Сфинкс
Шрифт:
— Да. Что такое? Слушаю. Вся внимание. — Она подошла, села у него в ногах на корточки и положила руки на колени.
— Солодов, — произнес он. — Андрей. — И умолк.
— Так. И что? — спросила она снизу.
— Я уже все сказал.
Она щелкнула языком, поднялась и села на диван с ним рядом. Шуба
— Как я рада, что ты узнал о нем, — проговорила она, разворачиваясь к Климу, закидывая ему одну руку за голову, берясь ладонью другой за щеку и принуждая его взглянуть на себя. — Я, знаешь, все думала, думала, как сделать, чтобы ты узнал о нем, и ничего не могла придумать.
Клим ощутил в себе поднимающееся бешенство. С этой женщиной ухо следовало держать востро. Она могла из любой изнанки сделать лицо. Но, тем не менее, он вынужден был спросить:
— И зачем тебе нужно было, чтобы я узнал о нем?
— Потому что я не люблю двусмысленностей.
— Каких двусмысленностей? — не понял он.
— Ну, вот это, что ты не знал о нем. Теперь ты знаешь, и у меня нет от тебя никаких тайн.
Клим помолчал, обдумывал ее слова. Да ведь она же хочет, осенило его, чтобы этот мальчишка, Солодов по фамилии и Андрей по имени, оставался ее любовником и чтобы он, Клим, зная о нем, смирился с этим, принял это, как примет Нину, никуда не денется, его жена.

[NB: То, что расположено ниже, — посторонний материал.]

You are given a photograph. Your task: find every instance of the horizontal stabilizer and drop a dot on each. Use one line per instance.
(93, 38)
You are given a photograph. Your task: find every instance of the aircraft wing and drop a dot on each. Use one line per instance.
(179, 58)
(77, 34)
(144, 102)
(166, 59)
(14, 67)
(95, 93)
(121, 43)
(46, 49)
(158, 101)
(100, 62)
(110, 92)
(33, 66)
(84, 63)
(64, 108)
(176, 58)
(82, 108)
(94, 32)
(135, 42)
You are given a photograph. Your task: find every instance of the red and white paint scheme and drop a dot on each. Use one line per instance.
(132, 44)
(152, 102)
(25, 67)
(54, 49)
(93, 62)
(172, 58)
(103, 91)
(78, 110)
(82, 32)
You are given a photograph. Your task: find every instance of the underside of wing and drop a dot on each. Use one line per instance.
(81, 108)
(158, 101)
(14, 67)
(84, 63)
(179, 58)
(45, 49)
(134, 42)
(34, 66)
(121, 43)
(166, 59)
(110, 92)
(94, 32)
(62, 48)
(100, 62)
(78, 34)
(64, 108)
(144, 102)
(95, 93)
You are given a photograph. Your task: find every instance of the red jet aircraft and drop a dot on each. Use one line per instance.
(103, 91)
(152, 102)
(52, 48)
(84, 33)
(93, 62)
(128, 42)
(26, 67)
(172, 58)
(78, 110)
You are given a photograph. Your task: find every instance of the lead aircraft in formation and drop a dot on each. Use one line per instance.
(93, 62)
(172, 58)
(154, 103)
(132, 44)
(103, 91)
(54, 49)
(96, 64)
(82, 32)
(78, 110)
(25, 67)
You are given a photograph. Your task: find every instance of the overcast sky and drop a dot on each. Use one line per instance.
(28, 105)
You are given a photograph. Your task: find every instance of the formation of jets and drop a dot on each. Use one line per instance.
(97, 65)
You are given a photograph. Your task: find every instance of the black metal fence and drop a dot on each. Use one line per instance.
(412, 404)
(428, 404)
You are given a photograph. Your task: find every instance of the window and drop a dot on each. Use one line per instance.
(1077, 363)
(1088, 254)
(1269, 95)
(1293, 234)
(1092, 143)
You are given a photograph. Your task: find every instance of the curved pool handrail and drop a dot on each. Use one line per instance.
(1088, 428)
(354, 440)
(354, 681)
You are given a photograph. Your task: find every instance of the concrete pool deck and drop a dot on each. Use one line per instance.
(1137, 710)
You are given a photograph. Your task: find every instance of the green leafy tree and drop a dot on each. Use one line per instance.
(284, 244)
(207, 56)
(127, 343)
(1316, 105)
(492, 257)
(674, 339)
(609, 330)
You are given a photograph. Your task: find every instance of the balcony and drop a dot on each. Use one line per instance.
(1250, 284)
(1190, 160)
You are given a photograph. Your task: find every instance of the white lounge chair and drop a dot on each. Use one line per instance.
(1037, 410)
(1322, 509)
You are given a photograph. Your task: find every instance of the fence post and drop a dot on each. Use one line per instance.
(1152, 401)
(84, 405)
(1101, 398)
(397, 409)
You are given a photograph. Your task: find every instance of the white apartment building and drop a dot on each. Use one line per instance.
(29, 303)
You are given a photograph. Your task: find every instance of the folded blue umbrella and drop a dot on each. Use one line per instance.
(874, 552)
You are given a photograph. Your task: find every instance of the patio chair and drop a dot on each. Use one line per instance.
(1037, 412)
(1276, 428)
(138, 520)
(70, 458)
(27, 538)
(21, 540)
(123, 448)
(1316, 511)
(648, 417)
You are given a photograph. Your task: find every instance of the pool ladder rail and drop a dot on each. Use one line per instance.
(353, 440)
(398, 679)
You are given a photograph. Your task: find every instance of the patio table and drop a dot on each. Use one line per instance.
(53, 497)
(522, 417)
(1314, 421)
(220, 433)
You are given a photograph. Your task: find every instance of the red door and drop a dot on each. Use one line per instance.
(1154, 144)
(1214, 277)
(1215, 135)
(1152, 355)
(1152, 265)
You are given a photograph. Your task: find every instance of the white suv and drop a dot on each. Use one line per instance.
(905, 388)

— Он должен исчезнуть из наших отношений, — сказал Клим. — Это не условие. Это требование.
Нина засмеялась. Расстегнула ему на сорочке пуговицу, запустила внутрь руку, прошлась ею по соскам, по животу, а затем легла Климу головой на грудь.
— Тебе чудно со мной, а? — спросила она, выворачивая голову вверх и ища его взгляд. — Так зачем же тебе, чтобы я была другой. Без него я не смогу быть такой, какая я есть. Когда я давала тебе вместе со Стасом, ведь тебе ничего, было нормально?
— Он был твой муж.
Нина снова засмеялась. Рука ее расстегнула ему на сорочке все пуговицы и принялась за брючный ремень.
— Какое это имеет значение? Ведь я же давала, — она сделала бедрами движение вперед, и шуба на ней вновь распахнулась, — не штампу в паспорте. Так что ничего не изменилось. Все то же самое.
Клима пробило: Стас знал об их тройственных отношениях. И может быть, даже не может быть, а точно — специально уходил за грибами.
— А что, Стас знал? — спросил он.
— Ну, конечно, знал, — сказала она, продолжая управляться с его одеждой.
— А этот твой… Андрей, — помедлив, произнес он, — знает обо мне?
— Ну, конечно, знает, — с тою же интонацией, что о своем погибшем муже, проговорила Нина. — Ему я уже сказала. Только ему не нужно знать, что знаешь ты.
— Это почему?
— Потому что так нужно мне. Мне. Мне, — повторила она. Она уже совсем раздела его, Клим пылал, желая ее, и Нина, не снимая шубы, накрыв его ею, с закрытыми глазами, вслепую устраивалась у него на коленях. — Ведь ты же хочешь меня такую, а не другую? Вот и бери меня такую. Бери такую… Бери.
— Ну, ты же и блядь, — сказал он, держа ее за ягодицы и что есть силы вжимая в себя.
— Я не блядь, — проговорила она, не открывая глаз. — Я сфинкс! Понятно тебе?
В этот миг с окончательной, четкой, недвусмысленной ясностью Клим вдруг осознал: Стас тогда сам вывернул руль. Он хотел спросить Нину, а как полагает она, — и не спросил.
— Сфинкс, это точно, — подтвердил он.